The 'Epicenter' Of Dune 2 Lies In Its Human Relationships, Says Director Denis Villeneuve
We're fast approaching the release of "Dune: Part Two," the follow-up to Denis Villeneuve's epic adaptation of the seminal novel by Frank Herbert. The first film was a fantastic adaptation that captured Herbert's sociopolitical intrigue, intricate lore, and complex characters, while giving the story a unique visual style that didn't pull from any of the previous adaptations.
With how expansive the story of "Dune" is, balancing the big picture with smaller character stories isn't easy, as we deal with a narrative that spans tens of thousands of years across the entire galaxy along with the small and personal story of a young man coming to terms with his destiny. In "Part One," we saw Timothée Chalamet's Paul Atreides lose his father, his station, and his home. Now, "Dune: Part Two" promises Paul will fulfill his destiny as he becomes a part of the Fremen and his revenge plan slowly takes form.
During CinemaCon, Villeneuve the footage shown to audiences depicted "Dune: Part Two as an "action-packed, epic war movie." But such a scale risks losing the intimate and more personal moments that made the first film so compelling. The solution, as Villeneuve tells Vanity Fair, was to focus on Paul and Zendaya's Chani. Their relationship is the "epicenter" of the story of the film. "I wanted to make a very human movie, very close to the characters, despite the scope of the film," the director said. "If we don't capture that [relationship between the two characters], if we don't have that onscreen, there's no movie."
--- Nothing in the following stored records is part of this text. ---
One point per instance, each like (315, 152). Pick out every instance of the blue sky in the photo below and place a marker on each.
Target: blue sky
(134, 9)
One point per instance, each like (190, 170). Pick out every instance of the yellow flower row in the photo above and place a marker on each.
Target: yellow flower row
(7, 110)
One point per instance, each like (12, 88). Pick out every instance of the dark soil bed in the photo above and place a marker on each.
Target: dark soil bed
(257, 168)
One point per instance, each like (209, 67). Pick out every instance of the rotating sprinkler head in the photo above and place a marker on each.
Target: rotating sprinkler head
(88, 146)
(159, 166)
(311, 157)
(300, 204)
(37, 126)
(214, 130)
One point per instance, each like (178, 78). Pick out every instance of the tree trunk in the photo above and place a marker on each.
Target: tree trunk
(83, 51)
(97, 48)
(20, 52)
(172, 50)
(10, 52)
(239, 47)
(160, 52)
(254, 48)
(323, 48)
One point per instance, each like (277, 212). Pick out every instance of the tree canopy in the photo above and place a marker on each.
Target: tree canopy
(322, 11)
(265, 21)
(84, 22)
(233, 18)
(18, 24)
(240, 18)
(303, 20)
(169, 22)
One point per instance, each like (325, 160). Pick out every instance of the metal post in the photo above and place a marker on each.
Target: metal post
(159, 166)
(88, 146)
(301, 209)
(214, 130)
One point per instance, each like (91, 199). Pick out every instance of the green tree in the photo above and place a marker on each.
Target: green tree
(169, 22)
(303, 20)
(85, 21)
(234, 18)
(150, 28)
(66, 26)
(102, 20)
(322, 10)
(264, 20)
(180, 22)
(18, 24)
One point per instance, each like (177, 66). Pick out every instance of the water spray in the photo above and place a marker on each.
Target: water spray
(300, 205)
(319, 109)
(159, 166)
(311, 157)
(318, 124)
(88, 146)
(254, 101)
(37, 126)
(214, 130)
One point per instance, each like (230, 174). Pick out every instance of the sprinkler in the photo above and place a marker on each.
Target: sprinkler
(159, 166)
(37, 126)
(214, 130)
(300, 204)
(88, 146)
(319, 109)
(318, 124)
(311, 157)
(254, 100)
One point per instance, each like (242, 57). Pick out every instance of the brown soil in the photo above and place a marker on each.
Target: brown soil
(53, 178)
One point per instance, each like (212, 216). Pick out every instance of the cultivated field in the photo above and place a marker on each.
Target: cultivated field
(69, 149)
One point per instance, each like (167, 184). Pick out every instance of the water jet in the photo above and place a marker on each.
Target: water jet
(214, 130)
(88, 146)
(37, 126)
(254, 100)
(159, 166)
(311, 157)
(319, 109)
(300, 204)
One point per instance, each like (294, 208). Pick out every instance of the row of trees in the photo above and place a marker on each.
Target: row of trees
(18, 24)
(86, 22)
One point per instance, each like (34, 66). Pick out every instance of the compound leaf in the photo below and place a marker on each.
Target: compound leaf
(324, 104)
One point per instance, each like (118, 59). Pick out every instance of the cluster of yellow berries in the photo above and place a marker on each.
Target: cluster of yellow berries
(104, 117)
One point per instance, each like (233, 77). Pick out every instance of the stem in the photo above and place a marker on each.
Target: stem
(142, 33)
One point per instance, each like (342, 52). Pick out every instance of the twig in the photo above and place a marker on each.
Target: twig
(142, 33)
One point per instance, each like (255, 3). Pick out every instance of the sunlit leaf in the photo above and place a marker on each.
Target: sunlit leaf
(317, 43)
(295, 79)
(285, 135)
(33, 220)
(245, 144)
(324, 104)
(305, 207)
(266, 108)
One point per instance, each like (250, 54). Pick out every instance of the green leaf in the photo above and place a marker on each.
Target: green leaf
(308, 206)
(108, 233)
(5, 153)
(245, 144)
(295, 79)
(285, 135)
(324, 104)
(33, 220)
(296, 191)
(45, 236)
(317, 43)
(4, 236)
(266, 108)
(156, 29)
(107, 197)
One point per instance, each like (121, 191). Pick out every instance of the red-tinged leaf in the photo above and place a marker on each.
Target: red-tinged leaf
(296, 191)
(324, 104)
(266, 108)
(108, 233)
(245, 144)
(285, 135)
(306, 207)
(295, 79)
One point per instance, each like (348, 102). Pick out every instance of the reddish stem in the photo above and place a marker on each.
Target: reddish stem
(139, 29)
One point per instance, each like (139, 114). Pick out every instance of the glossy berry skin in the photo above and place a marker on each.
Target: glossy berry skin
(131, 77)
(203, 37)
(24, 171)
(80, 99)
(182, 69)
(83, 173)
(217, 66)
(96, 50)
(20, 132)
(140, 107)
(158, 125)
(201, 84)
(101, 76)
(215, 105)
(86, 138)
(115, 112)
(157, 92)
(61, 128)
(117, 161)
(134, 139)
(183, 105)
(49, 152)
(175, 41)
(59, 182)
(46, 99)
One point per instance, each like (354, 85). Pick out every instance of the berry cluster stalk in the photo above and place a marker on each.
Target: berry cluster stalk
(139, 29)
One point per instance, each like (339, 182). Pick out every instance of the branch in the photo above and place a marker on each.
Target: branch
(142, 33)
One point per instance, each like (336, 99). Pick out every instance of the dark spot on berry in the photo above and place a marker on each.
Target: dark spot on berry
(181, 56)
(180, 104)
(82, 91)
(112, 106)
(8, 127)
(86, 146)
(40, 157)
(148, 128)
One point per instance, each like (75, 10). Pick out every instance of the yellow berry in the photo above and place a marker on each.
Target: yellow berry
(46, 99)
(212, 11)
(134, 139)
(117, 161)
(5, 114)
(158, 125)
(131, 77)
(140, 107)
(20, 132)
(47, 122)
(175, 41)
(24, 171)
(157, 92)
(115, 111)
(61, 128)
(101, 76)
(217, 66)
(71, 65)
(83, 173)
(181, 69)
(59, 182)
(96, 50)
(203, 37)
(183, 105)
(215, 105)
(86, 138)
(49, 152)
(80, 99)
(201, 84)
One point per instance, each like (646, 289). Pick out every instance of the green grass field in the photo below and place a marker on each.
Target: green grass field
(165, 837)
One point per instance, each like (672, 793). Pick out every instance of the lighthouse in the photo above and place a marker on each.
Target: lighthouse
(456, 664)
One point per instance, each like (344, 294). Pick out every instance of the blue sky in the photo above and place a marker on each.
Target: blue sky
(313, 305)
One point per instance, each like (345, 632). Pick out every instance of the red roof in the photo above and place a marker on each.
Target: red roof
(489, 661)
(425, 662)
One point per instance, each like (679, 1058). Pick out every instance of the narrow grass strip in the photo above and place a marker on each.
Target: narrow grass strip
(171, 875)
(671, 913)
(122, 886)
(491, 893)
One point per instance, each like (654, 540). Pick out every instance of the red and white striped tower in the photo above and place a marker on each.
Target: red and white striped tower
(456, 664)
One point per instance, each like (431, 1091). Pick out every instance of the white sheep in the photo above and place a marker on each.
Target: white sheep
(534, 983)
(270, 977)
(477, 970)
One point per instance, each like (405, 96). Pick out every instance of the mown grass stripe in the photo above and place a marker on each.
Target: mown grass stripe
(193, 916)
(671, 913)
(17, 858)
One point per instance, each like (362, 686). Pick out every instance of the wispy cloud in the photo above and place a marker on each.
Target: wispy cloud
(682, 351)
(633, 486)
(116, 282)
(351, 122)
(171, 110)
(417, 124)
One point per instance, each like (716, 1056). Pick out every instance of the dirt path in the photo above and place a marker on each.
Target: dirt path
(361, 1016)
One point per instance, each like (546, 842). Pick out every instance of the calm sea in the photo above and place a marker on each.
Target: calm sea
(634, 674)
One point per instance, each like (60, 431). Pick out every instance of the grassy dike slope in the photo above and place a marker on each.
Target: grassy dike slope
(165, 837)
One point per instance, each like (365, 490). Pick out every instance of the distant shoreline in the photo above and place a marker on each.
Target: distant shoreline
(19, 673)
Clumsy romance amidst an interplanetary war
One common complaint of Villeneuve's "Dune" is that it leaves out some of the intricate politics that made Herbert's novel so unique. While the film does portray the complicated political relationships and powers in the story, it doesn't hit you over the head with information, instead letting all that stuff brew in the background until it boils and affects Paul. For "Dune: Part Two," it seems Villeneuve is doubling down on this approach.
Chalamet told Vanity Fair that, despite the complex geopolitics of the Dune, at the center of the story "there's this relationship where Chani sort of becomes a moral compass." While Paul's prophesied messianic role as the Kwisatz Haderach is huge and abstract, Chani is the "humanizing, grounding force" that counterbalances that.
So it seems outside of the big battles and Austin Butler's new, rocking role, a big focus for the new film is the courtship of Paul and Chani, which proved to be easier said than done. As Zendaya explains, in order to convey that Paul and Chani come from vastly different planets, clumsiness was key. "Awkward and uncomfortable — there's all those things," she said. "It was interesting finding these tender moments in such turmoil and chaos. These characters are just young people forced into really, really intense circumstances."
As for how this reconciles with Chalamet's description of the relationship between Paul and Chani as a brother-sister bond, that remains to be seen.
"Dune: Part Two" hits theaters November 3, 2023.